Direkt an Kühnert gewandt fragt Spahn dann, wie der Kreml-Chef mit diplomatischen Initiativen dazu bewegt werden soll, von der Ukraine abzulassen. Daraufhin erklärt der 34-jährige Sozialdemokrat, Scholz führe Gespräche mit Ländern des globalen Südens, die von Russland abhängig seien und nennt Brasilien, Argentinien, Indonesien und Nigeria als Beispiele.

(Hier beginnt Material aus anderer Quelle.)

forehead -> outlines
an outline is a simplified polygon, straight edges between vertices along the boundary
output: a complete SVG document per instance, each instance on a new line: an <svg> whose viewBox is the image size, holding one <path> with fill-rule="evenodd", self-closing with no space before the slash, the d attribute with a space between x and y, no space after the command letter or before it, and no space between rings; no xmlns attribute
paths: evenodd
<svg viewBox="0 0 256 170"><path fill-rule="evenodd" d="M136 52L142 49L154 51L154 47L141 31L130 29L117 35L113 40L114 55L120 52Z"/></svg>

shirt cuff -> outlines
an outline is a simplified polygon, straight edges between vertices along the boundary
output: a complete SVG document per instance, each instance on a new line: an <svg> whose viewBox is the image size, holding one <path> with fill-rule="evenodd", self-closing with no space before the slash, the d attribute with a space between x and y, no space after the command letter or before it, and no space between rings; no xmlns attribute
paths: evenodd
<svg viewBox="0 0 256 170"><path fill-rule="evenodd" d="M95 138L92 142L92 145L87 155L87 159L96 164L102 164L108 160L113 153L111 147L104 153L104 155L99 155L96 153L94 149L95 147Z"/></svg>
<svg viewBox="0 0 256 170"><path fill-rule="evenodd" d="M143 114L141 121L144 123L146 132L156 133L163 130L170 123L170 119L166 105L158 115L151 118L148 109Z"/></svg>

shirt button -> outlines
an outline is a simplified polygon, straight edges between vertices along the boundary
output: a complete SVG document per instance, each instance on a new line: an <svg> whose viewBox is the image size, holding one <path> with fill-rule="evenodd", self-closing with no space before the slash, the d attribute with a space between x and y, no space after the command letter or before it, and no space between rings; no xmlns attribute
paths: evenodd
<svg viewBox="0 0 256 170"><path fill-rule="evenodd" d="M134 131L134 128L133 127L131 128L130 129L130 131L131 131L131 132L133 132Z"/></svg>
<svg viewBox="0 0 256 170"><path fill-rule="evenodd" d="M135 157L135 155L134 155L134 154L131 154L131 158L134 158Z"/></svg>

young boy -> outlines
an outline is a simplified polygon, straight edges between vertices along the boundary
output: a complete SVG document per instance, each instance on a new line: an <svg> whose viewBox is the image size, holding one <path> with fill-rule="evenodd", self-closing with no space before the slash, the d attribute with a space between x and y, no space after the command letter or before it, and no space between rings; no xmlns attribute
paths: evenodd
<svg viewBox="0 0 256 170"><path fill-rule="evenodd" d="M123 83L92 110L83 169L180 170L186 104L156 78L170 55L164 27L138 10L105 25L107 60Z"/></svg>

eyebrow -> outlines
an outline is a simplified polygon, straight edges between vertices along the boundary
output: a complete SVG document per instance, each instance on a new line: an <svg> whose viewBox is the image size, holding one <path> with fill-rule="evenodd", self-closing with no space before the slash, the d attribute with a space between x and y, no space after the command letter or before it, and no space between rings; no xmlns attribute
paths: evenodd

Entscheidend sei auch eine Reise des Kanzlers nach Peking gewesen, nach der Chinas Präsident Xi Jinping klargestellt habe, „er verbittet sich den Einsatz oder auch nur die Drohung mit taktischen Atomwaffen“. In Richtung Spahn schießt er: „Was für ein wichtiger Moment in diesem Krieg. Und ihr habt das abgetan, weil ihr damals schon den Begriff der Diplomatie für was Lächerliches gehalten habt.“

Das bringt den Christdemokraten in Rage, der die Wortwahl „lächerlich“ moniert und findet: „Kevin Kühnert unterstellt mir hier gerade, ich hätte was gegen Diplomatie. Am besten sagst du noch hinterher, ich sei ein Kriegstreiber oder was.“

Kühnert kontert Spahns Vorwurf: „Du bist ein Pappkamerad“

Obwohl Maischberger festhält, diesen Vorwurf habe Kühnert nicht geäußert, lässt sich Spahn nicht mehr bremsen und schimpft: „Wenn das das Niveau ist, auf dem das hier diskutiert wird, dann ist das nur ein Abbild dessen, was in der Koalition stattfindet.“ Während er diesen Satz ausspricht, wirft Kühnert eben ein: „Du bist ein Pappkamerad.“

Eine ebenfalls wenige schmeichelhafte Bezeichnung, aber im Vergleich zum vorher gehandelten Wort Kriegstreiber deutlich leichter zu verschmerzen. Spahn geht dann auch gar nicht darauf ein. Aber Maischberger dazwischen. Sie beendet das Streitgespräch auf seinem Höhepunkt, bevor es erst recht unsachlich wird.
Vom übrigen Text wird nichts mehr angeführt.